Well, that’s a best-case scenario because in reality doing all of this under constant pressure does not leave much time for tactics. The tension and difficulty of this game can be quite brutal, especially in some levels off the main path. There is one castle featuring flying furnaces that can only be used mid-jump, and a wall lined with cannons but no platforms. How do you use the cannons? By free-falling the tower and refilling/shooting mid-flight! The layout of the levels changes every time to spice things up, introducing conveyor belts or tricky platforms.

Under Pressure

To discuss the co-op portion of the game, I will first have a look back at Overcooked. When tackling a new kitchen, my friends and I used to decide on a plan, an organization, and then set it into motion. Each player knew their task, slightly adjusted each time we tried the level so that we could optimise the cooking and delivery. We were constantly in communication about what we needed, or if someone needed to tend to a new dirty dish to clean. Lovers in a Dangerous Spacetime was much less interesting in terms of communication and organization. It was about pointing where danger was coming from and announcing who was going to use which station. Going back to No Heroes Here, we rarely achieved any level of meaningful communication. At best we vaguely organized ourselves at the start of a mission, but then the number of micro-actions and their pacing was way too fast for us to appreciate the big picture or to stick to one job. We vaguely had one area and did our best to accomplish the many tasks while constantly feeling overwhelmed and busy in a frenzy. There are always things to be done here and there and we always felt off schedule, it is absolutely not a well-oiled machine. The point I am trying to convey is that due to the difficulty of the game and the short micro-tasks to constantly accomplish here and there, everyone was too deep in their own bubble to communicate with the others much. This did not feel as rewarding or as socially fulfilling as Overcooked.

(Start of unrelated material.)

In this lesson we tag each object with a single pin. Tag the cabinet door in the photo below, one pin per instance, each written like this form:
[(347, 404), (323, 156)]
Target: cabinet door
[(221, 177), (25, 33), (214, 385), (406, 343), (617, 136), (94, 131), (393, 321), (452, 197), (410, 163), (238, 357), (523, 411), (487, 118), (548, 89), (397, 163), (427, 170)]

And yet, we still enjoyed our time with No Heroes Here. I suppose it has to do with our competitive mindsets set on overcoming the challenge and I guess it also helps that the world is cute and we liked being there together. Oh, I should also mention that we played online, because the game supports online as well as offline coop. There are many (many) levels to complete, thus the game has some good longevity even though it gradually feels repetitive. There are only so many castle layouts that you can stomach in a single session of the game! On a final note, the game can be played in single-player but don’t even think about it.

I’ve already mentioned it, but the enemies are super cute. I was very tempted to invite them in when I was not regretting the possibility to put my character in a cannonball and hurl myself through the level to switch from baking to dicing.

Verdict

No Heroes Here is one of the few purely 4-player cooperative games, and while it did not particularly enchant me due to its demanding pace and repetitive nature, I would still count it as a decent game for a group of friends enjoying tough challenges and looking for a game with a long commitment. I cannot exactly recommend it while the brilliant Overcooked does the same thing but better, yet I would not dismiss it either because there is nothing fundamentally wrong with it.